# Ethernet port on Toshiba HD DVD



## machavez00 (Nov 2, 2006)

I am looking at getting a HD dvd player. I would like to stay brand same but the until the Samsung players come down Bluray is out of the question. I am looking at the online ad for the Toshiba HD-A2 DVD player and it says it has an ethernet port. Does nyone know what the ethernet port is used for? The price at BB is $399+tax for the A2, $499 for the A20. I don't see paying an extra $100 for the A20 when my set is 720p, or another $400 for the XA2. Like most I will most likely wait until an affordable mutli-platform unit is available


----------



## Michael D'Angelo (Oct 21, 2006)

machavez00 said:


> I am looking at getting a HD dvd player. I would like to stay brand same but the until the Samsung players come down Bluray is out of the question. I am looking at the online ad for the Toshiba HD-A2 DVD player and it says it has an ethernet port. Does nyone know what the ethernet port is used for?
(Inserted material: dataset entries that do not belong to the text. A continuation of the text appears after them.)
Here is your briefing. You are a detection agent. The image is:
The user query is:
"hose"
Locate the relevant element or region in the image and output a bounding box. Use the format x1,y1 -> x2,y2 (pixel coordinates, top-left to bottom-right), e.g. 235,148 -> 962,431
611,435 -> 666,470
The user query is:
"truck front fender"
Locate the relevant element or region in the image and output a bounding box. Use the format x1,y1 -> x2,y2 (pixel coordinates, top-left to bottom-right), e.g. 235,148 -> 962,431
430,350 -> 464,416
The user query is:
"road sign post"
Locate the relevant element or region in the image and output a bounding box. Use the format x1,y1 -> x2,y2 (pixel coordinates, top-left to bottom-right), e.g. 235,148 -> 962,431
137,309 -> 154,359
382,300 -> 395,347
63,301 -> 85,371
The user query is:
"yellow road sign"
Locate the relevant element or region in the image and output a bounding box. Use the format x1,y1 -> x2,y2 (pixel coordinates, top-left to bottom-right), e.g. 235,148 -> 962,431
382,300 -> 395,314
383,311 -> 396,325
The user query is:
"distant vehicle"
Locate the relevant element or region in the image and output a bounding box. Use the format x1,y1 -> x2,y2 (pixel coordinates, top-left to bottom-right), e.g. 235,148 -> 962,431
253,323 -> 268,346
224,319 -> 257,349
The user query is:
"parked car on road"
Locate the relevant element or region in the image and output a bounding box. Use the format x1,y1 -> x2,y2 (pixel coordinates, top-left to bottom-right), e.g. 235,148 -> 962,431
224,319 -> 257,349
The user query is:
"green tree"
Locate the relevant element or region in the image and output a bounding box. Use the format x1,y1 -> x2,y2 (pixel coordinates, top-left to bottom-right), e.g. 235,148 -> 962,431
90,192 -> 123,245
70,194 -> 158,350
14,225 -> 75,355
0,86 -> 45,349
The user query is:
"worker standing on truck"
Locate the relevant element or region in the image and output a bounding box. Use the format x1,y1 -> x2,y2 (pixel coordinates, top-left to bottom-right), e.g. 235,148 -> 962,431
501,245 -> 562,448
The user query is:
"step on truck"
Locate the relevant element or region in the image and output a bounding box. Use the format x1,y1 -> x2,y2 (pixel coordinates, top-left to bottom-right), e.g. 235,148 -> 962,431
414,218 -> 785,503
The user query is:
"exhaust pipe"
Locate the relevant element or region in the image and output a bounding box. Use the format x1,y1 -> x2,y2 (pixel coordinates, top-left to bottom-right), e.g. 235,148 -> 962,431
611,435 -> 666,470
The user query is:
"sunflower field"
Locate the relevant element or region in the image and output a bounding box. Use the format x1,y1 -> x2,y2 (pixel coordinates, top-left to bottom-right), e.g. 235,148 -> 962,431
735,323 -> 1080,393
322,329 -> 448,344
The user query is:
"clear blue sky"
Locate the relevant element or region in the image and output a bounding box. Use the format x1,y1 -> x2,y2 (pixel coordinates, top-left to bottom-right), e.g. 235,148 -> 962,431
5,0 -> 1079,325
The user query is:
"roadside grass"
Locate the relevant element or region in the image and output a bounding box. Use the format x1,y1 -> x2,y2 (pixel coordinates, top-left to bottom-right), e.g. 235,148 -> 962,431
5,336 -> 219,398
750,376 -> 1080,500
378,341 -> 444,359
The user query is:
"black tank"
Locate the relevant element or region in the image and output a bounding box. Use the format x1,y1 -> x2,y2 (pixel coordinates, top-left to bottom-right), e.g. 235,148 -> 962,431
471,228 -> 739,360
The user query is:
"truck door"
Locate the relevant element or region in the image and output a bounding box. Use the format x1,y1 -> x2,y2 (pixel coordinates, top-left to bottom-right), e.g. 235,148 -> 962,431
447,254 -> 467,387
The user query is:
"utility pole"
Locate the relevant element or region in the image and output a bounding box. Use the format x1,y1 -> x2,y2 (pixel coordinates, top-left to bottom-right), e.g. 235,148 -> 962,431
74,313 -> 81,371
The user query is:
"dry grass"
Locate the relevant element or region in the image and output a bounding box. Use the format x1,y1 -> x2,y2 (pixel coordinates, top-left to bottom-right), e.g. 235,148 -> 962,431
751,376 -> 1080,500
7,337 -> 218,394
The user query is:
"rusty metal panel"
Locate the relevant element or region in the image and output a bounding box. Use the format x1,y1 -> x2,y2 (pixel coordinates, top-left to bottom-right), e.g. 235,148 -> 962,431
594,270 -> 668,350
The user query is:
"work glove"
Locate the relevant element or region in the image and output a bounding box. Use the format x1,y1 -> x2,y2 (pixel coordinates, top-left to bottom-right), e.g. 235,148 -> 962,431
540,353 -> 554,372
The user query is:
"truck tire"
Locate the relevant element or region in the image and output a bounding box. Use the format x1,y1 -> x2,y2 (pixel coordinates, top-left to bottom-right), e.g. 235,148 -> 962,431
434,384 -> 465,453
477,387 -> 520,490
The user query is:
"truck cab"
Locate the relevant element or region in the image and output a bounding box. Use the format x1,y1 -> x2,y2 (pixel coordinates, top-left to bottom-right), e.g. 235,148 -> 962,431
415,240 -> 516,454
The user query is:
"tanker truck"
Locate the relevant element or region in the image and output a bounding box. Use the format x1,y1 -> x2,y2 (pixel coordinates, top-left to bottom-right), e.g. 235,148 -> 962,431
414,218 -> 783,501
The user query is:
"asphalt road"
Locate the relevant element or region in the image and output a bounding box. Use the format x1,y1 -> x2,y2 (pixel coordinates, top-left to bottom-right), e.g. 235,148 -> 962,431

The price at BB is $399+tax for the A2, $499 for the A20. I don't see paying an extra $100 for the A20 when my set is 720p, or another $400 for the XA2. Like most I will most likely wait until an affordable mutli-platform unit is available


The Ethernet port is for firmware updates.


----------



## machavez00 (Nov 2, 2006)

I went to the Toshiba website:


> With the ethernet port and persistent storage, you will have the potential to download future studio-provided additional content such as trailers, soundtracks or related merchandise. Also, your HD DVD player can be updated to support future applications and services.


http://www.tacp.toshiba.com/dvd/product.asp?model=HD-A2
http://www.tacp.toshiba.com/dvd/glossary.asp?fid=1865


----------



## uscboy (Sep 5, 2006)

It's so that when the hackers break the newest AACS encryption keys your player 
will still be able to play the newest discs.

I.E., it won't play them unless you update your firmware.

DRM really needs to die.


----------



## ibglowin (Sep 10, 2002)

BTW, Amazon has the A2 for $299. Desperate times call for desperate measures I guess!


----------



## Chris Blount (Jun 22, 2001)

Costco has them for $249.


----------



## 4DThinker (Dec 17, 2006)

I picked up an A2 last weekend at Best Buy for $299. You can still get 5 free (limited choices) HD-DVDs if you've bought one. Look at Toshiba's web site. The ethernet connection did find a firmware update once I hooked it up. I'm still futsing around to get the best audio out of it, but the picture quality is amazing. Toslink (optical) requires a reciever that can do DTS decoding, and mine can't. I've ordered a new receiver that can process the 5.1 channels right off the HDMI connection.


----------